En 2025, el déficit comercial de Estados Unidos alcanzó un nuevo máximo histórico, mostrando un aumento a pesar de las medidas arancelarias instauradas. De acuerdo con datos oficiales del Departamento de Comercio, el déficit en bienes totalizó 1.24 billones de dólares, un incremento leve respecto al año anterior. Sin embargo, la balanza comercial con China mostró una reducción del déficit, un efecto derivado de la escalada arancelaria seguida por ambos países y el posterior alivio en las tensiones.
Cuando se contabilizan bienes y servicios, el déficit total se situó en 901,500 millones de dólares, ligeramente inferior al registrado en 2024. En diciembre, el déficit comercial general aumentó un 32.6%, llegando a 70,300 millones de dólares, debido principalmente a la caída en exportaciones y un repunte en las importaciones.

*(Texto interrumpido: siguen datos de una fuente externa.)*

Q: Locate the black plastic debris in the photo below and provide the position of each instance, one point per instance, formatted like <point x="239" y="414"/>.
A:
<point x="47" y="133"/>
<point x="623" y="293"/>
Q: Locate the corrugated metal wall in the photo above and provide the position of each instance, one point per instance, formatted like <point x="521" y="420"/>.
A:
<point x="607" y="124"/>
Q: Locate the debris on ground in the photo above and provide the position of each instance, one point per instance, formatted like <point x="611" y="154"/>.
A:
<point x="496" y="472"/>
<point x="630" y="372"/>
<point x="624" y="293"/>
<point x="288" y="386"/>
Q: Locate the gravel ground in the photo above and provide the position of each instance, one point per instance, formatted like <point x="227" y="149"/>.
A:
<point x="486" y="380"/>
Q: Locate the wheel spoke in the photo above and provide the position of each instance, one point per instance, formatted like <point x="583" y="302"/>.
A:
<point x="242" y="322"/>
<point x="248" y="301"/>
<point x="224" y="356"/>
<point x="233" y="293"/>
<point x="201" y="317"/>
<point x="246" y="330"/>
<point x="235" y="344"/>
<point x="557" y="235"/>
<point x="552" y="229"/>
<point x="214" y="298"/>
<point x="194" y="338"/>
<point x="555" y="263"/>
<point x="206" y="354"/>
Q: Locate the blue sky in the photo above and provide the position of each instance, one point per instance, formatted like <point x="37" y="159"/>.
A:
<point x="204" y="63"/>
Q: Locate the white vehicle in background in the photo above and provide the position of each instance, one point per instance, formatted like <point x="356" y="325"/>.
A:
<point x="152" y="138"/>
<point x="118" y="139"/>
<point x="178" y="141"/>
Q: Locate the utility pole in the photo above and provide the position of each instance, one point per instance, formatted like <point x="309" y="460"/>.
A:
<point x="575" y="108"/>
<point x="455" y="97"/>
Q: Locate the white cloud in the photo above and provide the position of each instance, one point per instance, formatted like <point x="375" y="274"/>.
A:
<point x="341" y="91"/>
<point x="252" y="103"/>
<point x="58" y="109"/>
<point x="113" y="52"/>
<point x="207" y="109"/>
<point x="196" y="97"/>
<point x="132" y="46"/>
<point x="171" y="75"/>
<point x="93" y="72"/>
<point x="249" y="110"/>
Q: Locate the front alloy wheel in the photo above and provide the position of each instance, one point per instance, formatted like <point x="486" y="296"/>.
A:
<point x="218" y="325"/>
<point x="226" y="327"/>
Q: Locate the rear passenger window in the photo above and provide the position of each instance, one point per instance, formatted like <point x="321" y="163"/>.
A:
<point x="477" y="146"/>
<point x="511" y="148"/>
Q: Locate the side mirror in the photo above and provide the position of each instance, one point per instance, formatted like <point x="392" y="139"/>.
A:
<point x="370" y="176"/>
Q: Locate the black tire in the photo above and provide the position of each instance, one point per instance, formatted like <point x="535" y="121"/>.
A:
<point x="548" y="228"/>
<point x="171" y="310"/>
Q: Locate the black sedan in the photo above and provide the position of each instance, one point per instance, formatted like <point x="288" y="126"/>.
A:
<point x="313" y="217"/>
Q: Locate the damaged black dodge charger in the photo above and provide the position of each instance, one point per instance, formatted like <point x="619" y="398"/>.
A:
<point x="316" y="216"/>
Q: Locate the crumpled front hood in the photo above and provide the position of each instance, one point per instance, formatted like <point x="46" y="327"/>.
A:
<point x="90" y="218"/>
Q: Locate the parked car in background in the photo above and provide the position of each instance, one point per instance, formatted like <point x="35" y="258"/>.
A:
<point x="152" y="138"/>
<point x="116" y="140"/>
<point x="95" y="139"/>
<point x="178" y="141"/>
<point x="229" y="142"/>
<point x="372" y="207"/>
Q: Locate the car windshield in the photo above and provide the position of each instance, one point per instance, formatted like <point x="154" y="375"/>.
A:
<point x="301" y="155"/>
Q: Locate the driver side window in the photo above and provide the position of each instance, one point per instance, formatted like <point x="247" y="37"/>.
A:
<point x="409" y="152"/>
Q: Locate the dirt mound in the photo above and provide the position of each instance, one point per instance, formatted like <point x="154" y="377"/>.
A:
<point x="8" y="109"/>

Entre las importaciones destacaron los bienes de capital, incluyendo equipos para telecomunicaciones y accesorios informáticos, que mostraron un aumento durante diciembre. Por su parte, las exportaciones de suministros industriales, como el oro no monetario, disminuyeron en el último mes del año.
El incremento generalizado de los aranceles impuesto durante 2025 llevó al nivel más alto de tarifas promedio desde la década de 1930, buscando reducir el déficit comercial. No obstante, estos esfuerzos no lograron frenar el aumento global del déficit, evidenciando las complejas dinámicas comerciales que enfrenta la economía estadounidense.